The disadvantage of HEVs is the additional initial cost, which includes the cost of the engine and battery. Due to the heavy mass of the engine and battery, such cars do not also accelerate as fast as the conventional cars. HEVs do produce emissions, but such emissions are far less than those from conventional gasoline vehicles.

 

The positive impact of electric car use on the climate is beyond any doubt. Assuming the same initial cost for both gasoline-driven and electric car of similar rating, the economic impacts for individuals can be assessed by comparing the running costs of the conventional car and electric vehicles.

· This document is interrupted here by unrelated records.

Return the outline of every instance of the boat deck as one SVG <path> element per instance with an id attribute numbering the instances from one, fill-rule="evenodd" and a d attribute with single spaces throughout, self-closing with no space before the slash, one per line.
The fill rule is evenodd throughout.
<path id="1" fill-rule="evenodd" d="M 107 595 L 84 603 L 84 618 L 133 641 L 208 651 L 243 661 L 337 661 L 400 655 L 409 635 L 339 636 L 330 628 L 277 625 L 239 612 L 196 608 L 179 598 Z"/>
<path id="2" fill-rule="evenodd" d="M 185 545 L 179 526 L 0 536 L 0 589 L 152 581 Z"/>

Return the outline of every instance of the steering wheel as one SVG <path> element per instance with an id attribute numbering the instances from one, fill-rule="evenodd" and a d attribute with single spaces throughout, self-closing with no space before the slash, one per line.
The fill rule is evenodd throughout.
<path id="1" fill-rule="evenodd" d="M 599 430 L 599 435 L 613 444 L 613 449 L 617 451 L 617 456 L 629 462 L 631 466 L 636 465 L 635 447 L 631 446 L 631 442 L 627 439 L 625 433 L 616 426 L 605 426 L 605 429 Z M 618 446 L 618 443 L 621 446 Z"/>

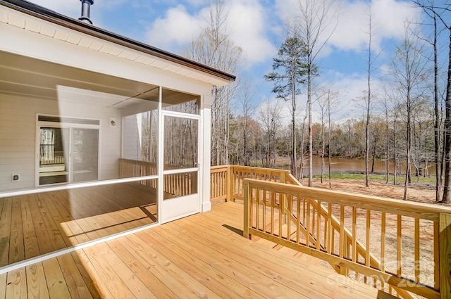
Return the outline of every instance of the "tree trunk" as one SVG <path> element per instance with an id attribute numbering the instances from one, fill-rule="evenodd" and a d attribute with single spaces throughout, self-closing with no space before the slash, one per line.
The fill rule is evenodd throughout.
<path id="1" fill-rule="evenodd" d="M 309 115 L 309 186 L 313 186 L 313 131 L 311 128 L 311 63 L 307 73 L 307 106 Z"/>
<path id="2" fill-rule="evenodd" d="M 441 171 L 441 155 L 440 155 L 440 110 L 438 110 L 438 65 L 437 53 L 437 16 L 433 15 L 434 20 L 434 151 L 435 162 L 435 202 L 440 201 L 441 185 L 442 185 L 442 171 Z"/>
<path id="3" fill-rule="evenodd" d="M 450 30 L 450 44 L 448 49 L 448 78 L 446 86 L 445 118 L 445 182 L 443 190 L 444 203 L 451 203 L 451 27 Z"/>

The energy cost is one of the major running costs of a car and a simple comparison of this gives us good information about the running costs of the cars.

 

As I have been informed by the manager of the company and from other sources, the batteries used to drive the car costs around 3,000 Br and lasts from two to three years, depending on the frequency of use of the car and the style of driving. The electric energy used to charge the battery costs around 50 Br a month. Assuming that the battery's life expectancy is only two years, the total energy cost in two years is 4,200 Br.

 

Compare this to may small 1,300 CC Toyota. I daily drive around 50Km on the average, which cost me a monthly fuel of 800 Br on the average. This makes my fuel cost in two years around 19,200 Br.

 

Most people consider that the cost of car ownership is only the initial purchase, fuel and maintenance. But the costs to society that arise from the environmental, health and social problems caused by emission from the use of fossil fuel must also be considered.

Emissions have been rising steadily with the increasing number of cars on the streets. Pollution of air is causing health, social and economic problems. I believe the electric car assembled in Dire Dawa offers us much in this respect.